卸売市場流通についての諸問題

市場流通ジャーナリスト浅沼進の記事です

人はフードで生きるに非ず、システムで生きる

長崎出身のせいか私は路面電車が好きです。
路面電車はいつ見ても、どの街で見ても好ましい姿をしています。

長崎は坂の町ですので歩くのが大変で、若い頃、もう少し延ばして欲しいと思っていましたが、最近知ったのですが少し勾配がきついと動けないそうです。
おーそうなのか、平地しか動けないのか、私もそうだよご同輩!と一層好きになりました。

人は効率性だけで生きるにあらず、とは怠け者の弁解かもしれませんが、徹底した効率化は行きつくところ非効率にならざるを得ません。

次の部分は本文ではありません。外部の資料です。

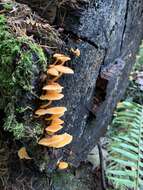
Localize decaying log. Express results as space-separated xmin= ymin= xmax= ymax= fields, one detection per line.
xmin=0 ymin=0 xmax=143 ymax=173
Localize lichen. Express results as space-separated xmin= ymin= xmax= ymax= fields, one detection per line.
xmin=0 ymin=15 xmax=47 ymax=139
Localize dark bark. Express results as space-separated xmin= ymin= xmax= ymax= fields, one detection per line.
xmin=2 ymin=0 xmax=143 ymax=190
xmin=14 ymin=0 xmax=143 ymax=166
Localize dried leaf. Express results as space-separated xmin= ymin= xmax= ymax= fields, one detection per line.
xmin=38 ymin=133 xmax=73 ymax=148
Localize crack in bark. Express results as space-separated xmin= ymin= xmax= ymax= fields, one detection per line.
xmin=64 ymin=30 xmax=100 ymax=50
xmin=120 ymin=0 xmax=130 ymax=54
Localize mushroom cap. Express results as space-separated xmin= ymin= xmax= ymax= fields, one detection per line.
xmin=51 ymin=118 xmax=64 ymax=125
xmin=18 ymin=147 xmax=32 ymax=160
xmin=47 ymin=67 xmax=59 ymax=77
xmin=58 ymin=161 xmax=69 ymax=170
xmin=71 ymin=48 xmax=80 ymax=57
xmin=43 ymin=82 xmax=63 ymax=90
xmin=53 ymin=53 xmax=71 ymax=62
xmin=53 ymin=65 xmax=74 ymax=74
xmin=38 ymin=133 xmax=73 ymax=148
xmin=40 ymin=92 xmax=64 ymax=100
xmin=45 ymin=113 xmax=64 ymax=121
xmin=35 ymin=107 xmax=67 ymax=116
xmin=45 ymin=124 xmax=63 ymax=133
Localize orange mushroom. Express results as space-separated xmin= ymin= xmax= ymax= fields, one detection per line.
xmin=53 ymin=53 xmax=71 ymax=65
xmin=40 ymin=92 xmax=64 ymax=100
xmin=54 ymin=65 xmax=74 ymax=74
xmin=18 ymin=147 xmax=32 ymax=160
xmin=43 ymin=83 xmax=63 ymax=90
xmin=38 ymin=133 xmax=73 ymax=148
xmin=71 ymin=48 xmax=80 ymax=57
xmin=45 ymin=113 xmax=64 ymax=121
xmin=50 ymin=65 xmax=74 ymax=74
xmin=58 ymin=161 xmax=69 ymax=170
xmin=51 ymin=118 xmax=64 ymax=125
xmin=47 ymin=68 xmax=59 ymax=77
xmin=35 ymin=107 xmax=67 ymax=116
xmin=45 ymin=125 xmax=63 ymax=133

路面電車は非効率だから姿を消していたのですが、車社会が成長し一人一台の車が道路をふさぐと社会的には極めて非効率な移動手段となります。一人100円程度で、ゆっくり走る路面電車が利用できるようなら、その方が社会的効率性は優れています。

生鮮流通は現在、農業、卸売市場の分野での効率化が最大の課題となっていますが、その狙いは生鮮品の流通を食品流通の一部としてサプライチェーンを構築し卸売市場を活性化しようということです。
国民生活の安定供給という公共性があっても、生鮮食料品だけの特別のサプライチェーンマネジメント(SCM)が必要なのか、非効率なのではないかと問われているのです。

この問題意識をある高名な研究者は次のように端的に述べています。
「フードシステムにおいて前工程に当たる「川上」の農業は、作ったものの後工程の需要や生産状況におかまいなしに、どんどん「川中・川下」に送り出しているのではないか。そこに少なからぬムダが発生してはいないか。

また、小売や外食において、その資材調達面では厳しい「ジャストインタイム」が要請されてムダが省かれているとしても、対消費に対しては多くの食材廃棄が発生していてムダを積み重ねているのではないか。フードシステム学は、これらのムダの徹底した排除に挑戦するものでなくてはならない」

前工程、後工程という言葉で分かるように生鮮農産物の流通を食品加工場のシステムとみることで流通の効率性実現を目指すことをフードシステム学の目的としています。
農産物を川下の必要に応じて(ジャストインタイム)生産すべきだという考え方は荒唐無稽に思えるかもしれません。

しかし、この考え方は契約栽培等の考え方や、現在論議されている農協と卸売市場改革にも通じる考え方になっています。

確かに食料を自ら生産する人や、生産者から直接購入して生きている人は少数です。
我々の食料は全国的に網羅された食料品の供給システムによって確保されています。

そうした意味で我々は食料(フード)によって生きているのではなくSCMによって生きていると言うほうが正しいかもしれません。

しかし、それらの「システム」は農業や漁業の生産者なしには意味をなしません。

こうした効率論が主力になってくると、一方ではまた、第一次産業、生産者の役割も重要性を増してくることは必然です。